It's becoming a cliche to liken Obama to Lincoln. I do it myself. Today on the Brian Lehrer show on public radio in New York, Adam Gopnik did it. Well I've been reading Lincoln, and also reading Yale scholar David Bromwich's piece in Raritan, 2001, on "Lincoln's Constitutional Necessity," about how Lincoln broke the slave-power. The piece is not online, but in it Bromwich states that Lincoln was a relative newcomer–like Obama– and "a man of ostensibly moderate political complexion" whose personal "humiliations" gave him the ability to build a political majority in ways that fanatical abolitionists, who had an "incapacity for common feeling," could never do. The conclusion: "He is a member of a party of resistance but so humanized, so general in his sympathies at last, that he can serve as the animating power for a triumph of charity over the human obstacles in its path." Wow. Stirring.

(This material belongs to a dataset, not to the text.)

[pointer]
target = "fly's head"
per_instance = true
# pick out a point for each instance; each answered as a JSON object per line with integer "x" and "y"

A party of resistance. I feel myself a member of it today. And my president-elect has experienced humiliation, that vital element of Lincoln's efficacy. I emailed Bromwich about the comparison. He wrote:
We are all trying to figure out what his center-right cabinet choices amount to. Lincoln's team of rivals after all was a team in clear accord with the political positions he took in 1859 and 1860. Obama is up to something different–appeasing the political establishment to the top of his bent, but with choices who, if they stay what they were and he stays what he was, he must either fire or bend himself to accommodate. The complete absence of persons who
opposed the Iraq war from the start is really mystifying; as if Lincoln had decided that the public declaration of abolitionist views was a disqualification for service in his cabinet.
I find this very clarifying. Mr. Obama, please respond.